Sometimes the Personal Is Very Political

There were quite a few systemic and ideological failures that led to the Katrina catastrophe. But for the next 3+ years, the personal will matter too. Unfortunately, the kind of person that George W. Bush is will make a difference is how our country responds to disaster.

Consider this from Newsweek (italics mine):

It’s a standing joke among the president’s top aides: who gets to deliver the bad news? Warm and hearty in public, Bush can be cold and snappish in private, and aides sometimes cringe before the displeasure of the president of the United States, or, as he is known in West Wing jargon, POTUS. The bad news on this early morning, Tuesday, Aug. 30, some 24 hours after Hurricane Katrina had ripped through New Orleans, was that the president would have to cut short his five-week vacation by a couple of days and return to Washington. The president’s chief of staff, Andrew Card; his deputy chief of staff, Joe Hagin; his counselor, Dan Bartlett, and his spokesman, Scott McClellan, held a conference call to discuss the question of the president’s early return and the delicate task of telling him.
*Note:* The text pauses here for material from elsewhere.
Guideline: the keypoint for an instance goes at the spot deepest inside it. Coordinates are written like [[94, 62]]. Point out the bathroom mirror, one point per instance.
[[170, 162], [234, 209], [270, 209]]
Hagin, it was decided, as senior aide on the ground, would do the deed.

If I ever were to be President–terrifying thought, that–I would be angry because someone hadn’t informed me earlier that thousands were dead. I would be angry because a major American city was drowning on my watch. I would be angry because a signficant part of our economic infrastructure had been badly damaged. And I would be angry because someone didn’t make it clear to me much earlier just how bad things could get (then again, I might actually read the occasional FEMA report).

I would not be angry over having to cut short my vacation. Seriously, what the hell is wrong with these people? Given that a category 3 storm would have caused problems, why wasn’t it clear from Saturday night on, that vacation time had come to an end?